Divide data into training and test sets:

In [None]:
train_set = apply_features(gender_features, names[500:1000])
test_set = apply_features(gender_features, names[:500])

Use a Naive Bayes Classifier:

In [None]:
classifier = nltk.NaiveBayesClassifier.train(train_set)

Classify the test set and evaluate performance

In [None]:
print nltk.classify.accuracy(classifier, test_set)


What are the most informative features?

In [None]:
classifier.show_most_informative_features(5)

In [None]:
Use the algorithm to classify new data:

In [None]:
classifier.classify(gender_features('iulia'))


In [None]:
classifier.classify(gender_features('cioroianu'))

#### Exercise: 
    What other features could be relevant?
    Repeat the classification with the first letter of the name as the relevant feature. 
    Compare the accuracy and the most informative features. 
    Test it on your first and middle names. 
    Write all your code in the cell below. 

## Clustering

The example below is based on this one: https://gist.github.com/xim/1279283 (by Morten Neergaard)

In [None]:
import numpy
from nltk.cluster import KMeansClusterer, GAAClusterer, euclidean_distance
import nltk.corpus
import nltk.stem
stemmer_func = nltk.stem.snowball.SnowballStemmer("english").stem
stopwords = set(nltk.corpus.stopwords.words('english'))

Define normalize function

In [None]:
def normalize_word(word):
    return stemmer_func(word.lower())

Define feature selection function

In [None]:
def get_words(titles):
    words = set()
    for title in job_titles:
        for word in title.split():
            words.add(normalize_word(word))
    return list(words)

Define vector space function

In [None]:
def vectorspaced(title):
    title_components = [normalize_word(word) for word in title.split()]
    return numpy.array([
        word in title_components and not word in stopwords
        for word in words], numpy.short)

Upload example file.

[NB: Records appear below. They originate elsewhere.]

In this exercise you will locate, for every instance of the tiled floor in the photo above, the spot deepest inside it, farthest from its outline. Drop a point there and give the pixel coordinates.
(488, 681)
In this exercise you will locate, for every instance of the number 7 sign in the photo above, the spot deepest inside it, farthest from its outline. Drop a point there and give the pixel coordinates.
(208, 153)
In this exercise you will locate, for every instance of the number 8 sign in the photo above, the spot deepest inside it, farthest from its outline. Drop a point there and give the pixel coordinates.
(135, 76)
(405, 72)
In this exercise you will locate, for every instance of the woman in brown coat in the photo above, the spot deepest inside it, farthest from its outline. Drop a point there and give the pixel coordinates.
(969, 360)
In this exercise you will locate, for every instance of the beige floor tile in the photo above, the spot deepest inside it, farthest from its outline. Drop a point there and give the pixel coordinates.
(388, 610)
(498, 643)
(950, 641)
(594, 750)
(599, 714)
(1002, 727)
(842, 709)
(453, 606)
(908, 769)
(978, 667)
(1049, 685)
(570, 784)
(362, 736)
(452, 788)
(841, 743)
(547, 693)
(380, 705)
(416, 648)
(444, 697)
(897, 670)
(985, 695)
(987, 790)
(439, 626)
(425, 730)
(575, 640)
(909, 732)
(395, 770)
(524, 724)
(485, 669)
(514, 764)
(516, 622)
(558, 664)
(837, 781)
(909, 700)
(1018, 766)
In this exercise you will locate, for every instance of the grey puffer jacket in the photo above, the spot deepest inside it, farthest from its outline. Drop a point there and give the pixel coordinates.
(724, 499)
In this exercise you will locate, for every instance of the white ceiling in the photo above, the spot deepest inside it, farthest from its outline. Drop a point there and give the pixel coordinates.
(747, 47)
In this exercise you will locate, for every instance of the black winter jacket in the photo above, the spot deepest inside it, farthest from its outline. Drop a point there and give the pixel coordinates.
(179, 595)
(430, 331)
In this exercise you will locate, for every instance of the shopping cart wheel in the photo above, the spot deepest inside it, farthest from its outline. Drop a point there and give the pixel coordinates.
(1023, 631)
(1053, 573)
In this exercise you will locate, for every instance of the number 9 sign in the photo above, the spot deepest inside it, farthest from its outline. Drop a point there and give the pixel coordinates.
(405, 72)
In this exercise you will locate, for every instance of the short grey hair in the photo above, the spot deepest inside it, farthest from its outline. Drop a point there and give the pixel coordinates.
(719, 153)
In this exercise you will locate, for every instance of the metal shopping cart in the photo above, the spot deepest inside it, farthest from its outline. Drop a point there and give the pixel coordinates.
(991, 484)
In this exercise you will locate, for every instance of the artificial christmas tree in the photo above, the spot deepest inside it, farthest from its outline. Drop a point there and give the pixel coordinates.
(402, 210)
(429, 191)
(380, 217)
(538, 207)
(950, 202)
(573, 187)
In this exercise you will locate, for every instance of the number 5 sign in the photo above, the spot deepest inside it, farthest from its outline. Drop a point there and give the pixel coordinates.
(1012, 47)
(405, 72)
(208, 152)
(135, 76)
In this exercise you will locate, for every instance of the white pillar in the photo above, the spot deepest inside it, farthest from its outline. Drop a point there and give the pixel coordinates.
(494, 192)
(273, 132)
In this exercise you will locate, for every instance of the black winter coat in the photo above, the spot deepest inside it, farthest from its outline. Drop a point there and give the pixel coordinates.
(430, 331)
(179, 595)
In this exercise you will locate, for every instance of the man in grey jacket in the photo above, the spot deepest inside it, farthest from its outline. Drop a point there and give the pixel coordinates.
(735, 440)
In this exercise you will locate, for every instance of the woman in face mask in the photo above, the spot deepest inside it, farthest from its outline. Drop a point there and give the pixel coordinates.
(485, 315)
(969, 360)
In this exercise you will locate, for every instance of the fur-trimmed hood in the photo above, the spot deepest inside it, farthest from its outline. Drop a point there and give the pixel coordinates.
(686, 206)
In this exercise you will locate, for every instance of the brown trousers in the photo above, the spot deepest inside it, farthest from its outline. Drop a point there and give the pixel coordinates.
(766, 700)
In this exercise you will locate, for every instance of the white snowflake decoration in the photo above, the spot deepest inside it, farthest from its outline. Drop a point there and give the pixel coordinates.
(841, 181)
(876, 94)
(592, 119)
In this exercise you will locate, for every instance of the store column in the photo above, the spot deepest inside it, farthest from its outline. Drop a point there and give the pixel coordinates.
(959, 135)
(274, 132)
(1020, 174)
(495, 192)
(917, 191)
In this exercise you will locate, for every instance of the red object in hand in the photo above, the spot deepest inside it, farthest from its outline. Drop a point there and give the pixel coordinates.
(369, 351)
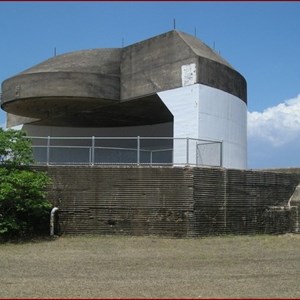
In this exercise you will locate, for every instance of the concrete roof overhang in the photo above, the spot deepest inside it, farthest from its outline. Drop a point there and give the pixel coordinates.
(114, 87)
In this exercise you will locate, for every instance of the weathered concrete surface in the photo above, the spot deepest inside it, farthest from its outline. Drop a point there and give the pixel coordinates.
(85, 87)
(171, 201)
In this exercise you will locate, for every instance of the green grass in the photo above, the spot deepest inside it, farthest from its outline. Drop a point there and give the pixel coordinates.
(260, 266)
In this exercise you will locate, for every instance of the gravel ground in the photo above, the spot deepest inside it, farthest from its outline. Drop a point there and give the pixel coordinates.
(260, 266)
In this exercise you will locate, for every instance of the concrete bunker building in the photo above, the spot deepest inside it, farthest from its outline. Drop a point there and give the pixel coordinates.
(168, 86)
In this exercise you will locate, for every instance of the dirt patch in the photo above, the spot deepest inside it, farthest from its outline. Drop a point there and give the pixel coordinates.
(261, 266)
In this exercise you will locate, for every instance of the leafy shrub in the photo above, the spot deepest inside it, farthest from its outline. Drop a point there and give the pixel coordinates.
(24, 209)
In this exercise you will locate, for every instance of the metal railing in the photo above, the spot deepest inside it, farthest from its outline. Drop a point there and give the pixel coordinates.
(126, 151)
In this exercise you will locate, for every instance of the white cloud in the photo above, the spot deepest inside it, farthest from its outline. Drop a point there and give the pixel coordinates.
(277, 125)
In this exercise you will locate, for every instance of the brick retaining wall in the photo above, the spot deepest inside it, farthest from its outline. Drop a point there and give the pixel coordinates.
(170, 201)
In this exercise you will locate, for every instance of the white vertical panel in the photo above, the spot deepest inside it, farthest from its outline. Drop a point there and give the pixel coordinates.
(208, 113)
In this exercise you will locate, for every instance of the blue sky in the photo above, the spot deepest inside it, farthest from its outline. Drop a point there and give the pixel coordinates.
(261, 40)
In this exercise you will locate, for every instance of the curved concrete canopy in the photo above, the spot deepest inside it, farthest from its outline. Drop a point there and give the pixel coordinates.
(115, 87)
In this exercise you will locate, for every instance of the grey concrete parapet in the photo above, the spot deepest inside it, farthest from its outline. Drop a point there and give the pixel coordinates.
(74, 88)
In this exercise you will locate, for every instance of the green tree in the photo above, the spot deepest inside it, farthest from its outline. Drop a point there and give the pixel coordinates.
(24, 209)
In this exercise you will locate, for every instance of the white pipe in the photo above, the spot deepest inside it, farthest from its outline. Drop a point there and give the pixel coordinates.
(54, 209)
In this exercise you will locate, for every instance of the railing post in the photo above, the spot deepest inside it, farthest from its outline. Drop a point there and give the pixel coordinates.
(151, 157)
(138, 150)
(48, 151)
(221, 154)
(93, 151)
(187, 150)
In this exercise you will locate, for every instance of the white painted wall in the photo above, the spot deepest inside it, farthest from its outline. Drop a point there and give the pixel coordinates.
(203, 112)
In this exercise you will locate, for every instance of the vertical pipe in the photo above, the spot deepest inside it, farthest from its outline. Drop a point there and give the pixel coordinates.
(48, 150)
(52, 214)
(187, 150)
(93, 151)
(221, 154)
(138, 150)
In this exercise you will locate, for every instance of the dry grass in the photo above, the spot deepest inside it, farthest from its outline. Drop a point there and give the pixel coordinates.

The file is here: https://dl.dropboxusercontent.com/u/11117852/example_jobs.txt . 

In [None]:
title_file = open("example_jobs.txt", 'r')

Get features

In [None]:
job_titles = [line.strip() for line in title_file.readlines()]
words = get_words(job_titles)
words[0:10]

K-Means clustering: 

In [None]:
cluster = KMeansClusterer(7, euclidean_distance)
cluster.cluster([vectorspaced(title) for title in job_titles if title])
classified_examples = [cluster.classify(vectorspaced(title)) for title in job_titles]

Print results:

In [None]:
for cluster_id, title in sorted(zip(classified_examples, job_titles)):
    print cluster_id, title

**Exercise:** Modify the number of clusters and see how the results change. 

**Exercise:** Modify the script above to implement group-average agglomerative clustering, with n classes, instead of K-means clustering. The corresponding NLTK function is: GAAClusterer(n).